Chapter 1
Alexander / Marc:
It was August in Paris and the city was muggy and entirely unpleasant. The sun beat down mercilessly. Heat radiated from the sidewalk. Most Parisians had taken advantage of their generous vacation allowances and headed somewhere cooler.
Of course Paris was always crowded with tourists, but there were never any that ventured to this downtrodden corner in the banlieu. Saint Denis had been one of the epicenters of the riots that had rocked France ten years ago. It teemed with poor immigrants from the former French colonies in North Africa, desperate in their search for peace, prosperity and the French way of life. Liberté, égalité, fraternité, the Republic’s founders had called it.
Yet in this corner of the city, the dream seemed distant. Unemployment was over twenty percent. Massive, crumbling low-income housing projects constructed by the French government quarantined the poor, as if poverty were a contagious disease. Gangs flourished where the law had failed. Until the riots, all of France was happy to pretend that places like Saint Denis and Clichy-sous-Bois didn’t exist.
It was a perfect place to find a bar and take refuge while the plan I’d set in motion unfolded in a much more prosperous part of the city.
I had to admit it chafed that I wasn’t part of the operation. In the early days, I’d have been on the frontlines with a gun in my hand. Now though, the risks were too great. If I died, everything I spent my entire life working for would fade. That could not happen. I didn’t care for my own safety; I hadn’t since my seventeenth birthday, when the truth of who I was had been revealed to me, but my plans were of vital importance.
“You are sulking, Marc,” the man sitting next to me at the bar rumbled. Grey stubble covered his face as he scratched his chin in a familiar gesture that had me smiling to myself.
Jean-Luc was right. “Am I that obvious?” I asked wryly. I took a reflexive look around the bar to make sure our conversation wasn’t being overheard. Even though Jean-Luc was a professional and had called me Marc, preserving my cover, I was still fanatical about secrecy. The stakes were too high.
“ Mais oui, but only to an old friend.” Jean-Luc took a sip of his beer.

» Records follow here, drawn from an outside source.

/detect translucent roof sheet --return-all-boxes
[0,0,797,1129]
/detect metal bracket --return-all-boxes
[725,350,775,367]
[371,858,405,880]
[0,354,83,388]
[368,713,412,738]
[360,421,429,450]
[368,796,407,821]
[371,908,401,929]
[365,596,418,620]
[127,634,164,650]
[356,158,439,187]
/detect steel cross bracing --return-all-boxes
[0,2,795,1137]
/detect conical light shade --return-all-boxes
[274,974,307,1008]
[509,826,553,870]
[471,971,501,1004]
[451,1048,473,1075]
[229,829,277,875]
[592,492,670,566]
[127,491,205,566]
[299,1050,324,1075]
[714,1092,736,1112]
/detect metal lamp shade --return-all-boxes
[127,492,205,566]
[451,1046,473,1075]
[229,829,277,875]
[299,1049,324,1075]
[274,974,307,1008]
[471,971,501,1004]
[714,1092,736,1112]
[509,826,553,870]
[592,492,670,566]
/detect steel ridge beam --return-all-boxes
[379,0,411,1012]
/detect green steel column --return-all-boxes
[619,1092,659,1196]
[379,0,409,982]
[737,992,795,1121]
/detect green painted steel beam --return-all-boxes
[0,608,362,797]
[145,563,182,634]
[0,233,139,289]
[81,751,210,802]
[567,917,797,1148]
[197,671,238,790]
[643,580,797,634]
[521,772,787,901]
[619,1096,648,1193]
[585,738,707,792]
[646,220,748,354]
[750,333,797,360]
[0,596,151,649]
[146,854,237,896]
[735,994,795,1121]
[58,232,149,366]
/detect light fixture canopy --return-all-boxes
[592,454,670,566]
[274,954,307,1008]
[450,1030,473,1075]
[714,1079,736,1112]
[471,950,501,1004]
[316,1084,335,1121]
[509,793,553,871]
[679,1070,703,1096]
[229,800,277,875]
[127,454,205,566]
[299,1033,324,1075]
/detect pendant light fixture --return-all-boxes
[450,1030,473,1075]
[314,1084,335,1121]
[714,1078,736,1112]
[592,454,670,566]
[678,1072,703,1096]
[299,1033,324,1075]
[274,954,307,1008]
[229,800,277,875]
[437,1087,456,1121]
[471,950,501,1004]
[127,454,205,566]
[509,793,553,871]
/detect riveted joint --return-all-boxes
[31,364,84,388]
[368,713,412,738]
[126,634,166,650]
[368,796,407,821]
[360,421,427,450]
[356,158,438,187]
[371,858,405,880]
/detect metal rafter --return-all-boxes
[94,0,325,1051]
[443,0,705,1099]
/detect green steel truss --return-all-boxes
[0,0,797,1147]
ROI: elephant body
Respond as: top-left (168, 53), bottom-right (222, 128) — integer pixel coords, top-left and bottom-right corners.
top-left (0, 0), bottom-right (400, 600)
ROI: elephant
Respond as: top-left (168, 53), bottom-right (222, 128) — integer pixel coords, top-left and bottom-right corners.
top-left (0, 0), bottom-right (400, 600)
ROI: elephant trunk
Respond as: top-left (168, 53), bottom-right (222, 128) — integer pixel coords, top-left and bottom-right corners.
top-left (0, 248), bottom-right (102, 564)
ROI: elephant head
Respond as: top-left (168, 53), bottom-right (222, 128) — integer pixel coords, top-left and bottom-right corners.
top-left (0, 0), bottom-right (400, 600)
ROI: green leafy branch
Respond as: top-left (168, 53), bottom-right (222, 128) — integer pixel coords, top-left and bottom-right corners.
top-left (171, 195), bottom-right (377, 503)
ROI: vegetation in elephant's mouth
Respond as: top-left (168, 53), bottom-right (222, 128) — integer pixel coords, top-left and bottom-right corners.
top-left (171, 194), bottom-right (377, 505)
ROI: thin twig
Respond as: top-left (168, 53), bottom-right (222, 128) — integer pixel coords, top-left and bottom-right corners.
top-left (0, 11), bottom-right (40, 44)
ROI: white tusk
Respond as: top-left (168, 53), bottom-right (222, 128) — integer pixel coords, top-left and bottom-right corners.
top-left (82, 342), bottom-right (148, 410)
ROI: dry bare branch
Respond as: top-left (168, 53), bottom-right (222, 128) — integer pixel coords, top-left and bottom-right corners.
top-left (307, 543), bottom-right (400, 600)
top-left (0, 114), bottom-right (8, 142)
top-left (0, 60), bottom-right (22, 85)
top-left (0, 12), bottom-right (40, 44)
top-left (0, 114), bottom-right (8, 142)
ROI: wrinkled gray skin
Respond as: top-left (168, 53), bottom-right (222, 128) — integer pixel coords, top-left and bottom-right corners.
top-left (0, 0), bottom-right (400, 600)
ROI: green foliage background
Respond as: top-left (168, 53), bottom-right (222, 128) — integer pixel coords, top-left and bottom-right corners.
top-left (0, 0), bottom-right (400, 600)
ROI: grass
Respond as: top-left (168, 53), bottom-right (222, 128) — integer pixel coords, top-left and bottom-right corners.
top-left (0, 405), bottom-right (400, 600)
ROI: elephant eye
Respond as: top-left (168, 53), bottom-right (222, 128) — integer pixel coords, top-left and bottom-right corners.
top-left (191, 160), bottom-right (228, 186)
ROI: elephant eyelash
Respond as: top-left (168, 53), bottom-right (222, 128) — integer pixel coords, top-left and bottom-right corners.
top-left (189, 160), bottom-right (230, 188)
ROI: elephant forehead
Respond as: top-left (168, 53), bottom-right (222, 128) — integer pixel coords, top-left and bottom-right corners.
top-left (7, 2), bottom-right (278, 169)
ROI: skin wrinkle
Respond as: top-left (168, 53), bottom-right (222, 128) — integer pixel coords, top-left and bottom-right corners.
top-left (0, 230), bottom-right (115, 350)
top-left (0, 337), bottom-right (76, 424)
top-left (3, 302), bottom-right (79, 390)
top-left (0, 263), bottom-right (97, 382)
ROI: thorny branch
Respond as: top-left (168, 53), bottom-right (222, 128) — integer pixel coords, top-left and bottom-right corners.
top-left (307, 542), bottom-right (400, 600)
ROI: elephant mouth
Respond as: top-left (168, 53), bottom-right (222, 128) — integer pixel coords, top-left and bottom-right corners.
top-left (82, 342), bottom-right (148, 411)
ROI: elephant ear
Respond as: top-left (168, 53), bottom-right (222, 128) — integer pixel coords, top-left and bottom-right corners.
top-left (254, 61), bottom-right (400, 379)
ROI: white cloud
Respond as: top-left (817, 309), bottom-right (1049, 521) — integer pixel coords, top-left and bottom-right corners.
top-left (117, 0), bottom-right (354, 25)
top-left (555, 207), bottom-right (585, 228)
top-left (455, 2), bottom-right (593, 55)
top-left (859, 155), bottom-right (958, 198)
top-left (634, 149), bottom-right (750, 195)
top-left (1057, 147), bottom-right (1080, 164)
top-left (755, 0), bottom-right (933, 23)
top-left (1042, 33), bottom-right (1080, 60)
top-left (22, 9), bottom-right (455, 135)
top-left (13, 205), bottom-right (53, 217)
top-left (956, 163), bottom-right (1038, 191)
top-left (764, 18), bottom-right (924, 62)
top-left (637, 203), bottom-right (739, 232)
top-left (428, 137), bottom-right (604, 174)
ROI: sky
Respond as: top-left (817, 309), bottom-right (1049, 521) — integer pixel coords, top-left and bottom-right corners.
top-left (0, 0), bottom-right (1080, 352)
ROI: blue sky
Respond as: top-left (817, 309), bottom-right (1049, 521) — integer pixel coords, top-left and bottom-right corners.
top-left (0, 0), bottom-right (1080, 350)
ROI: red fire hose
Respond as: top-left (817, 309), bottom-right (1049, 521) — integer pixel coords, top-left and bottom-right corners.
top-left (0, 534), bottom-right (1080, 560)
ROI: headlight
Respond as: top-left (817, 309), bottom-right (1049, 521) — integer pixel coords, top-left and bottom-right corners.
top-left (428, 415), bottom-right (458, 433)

In this particular bar in Saint Denis where I was a semi-regular, I was a two-bit thief named Marc. The bartenders here had seen me in rags and they’d seen me in suits that cost thousands of euros. They were under the impression that my clothes swung with my fortunes.
Jean-Luc had devised that cover, the wily old tactician. It was remarkably effective, but then again, Jean-Luc was my second-in-command for the most important portion of my multi-billion dollar empire. He was brilliant at his job.
“Everything is all set?” I asked, not for the first time that evening.
“Relax, Marc,” he muttered. “We have planned for every contingency, you and me.”
Of course we couldn’t plan for every contingency. We had two failed attempts on Stanislav Durov’s life to remind us of that. The first time we’d failed, we’d tried to kill him in his home country of Russia. That had been a mistake. We’d used mercenaries and the cost had been high, both in dollars and in lives. Another attempt had been made when he had been on vacation in the Caribbean. That too had failed.
About the only reassuring thing was that Durov hadn’t traced the attempts to my door. But why would he? I was trusted .
My phone rang. I looked at the display and drew back in instinctive revulsion. Dylan . I slid off my stool and headed to the door. This call I definitely didn’t want anyone to overhear.
“ Oui? ” My tone was curt as I answered. I’d no need to pretend with Dylan. Our conversations were always fraught with tension.
“Speak English goddamnit,” he huffed irritably from the other end.
I rolled my eyes. “What do you want?” I had no time for idle chit-chat.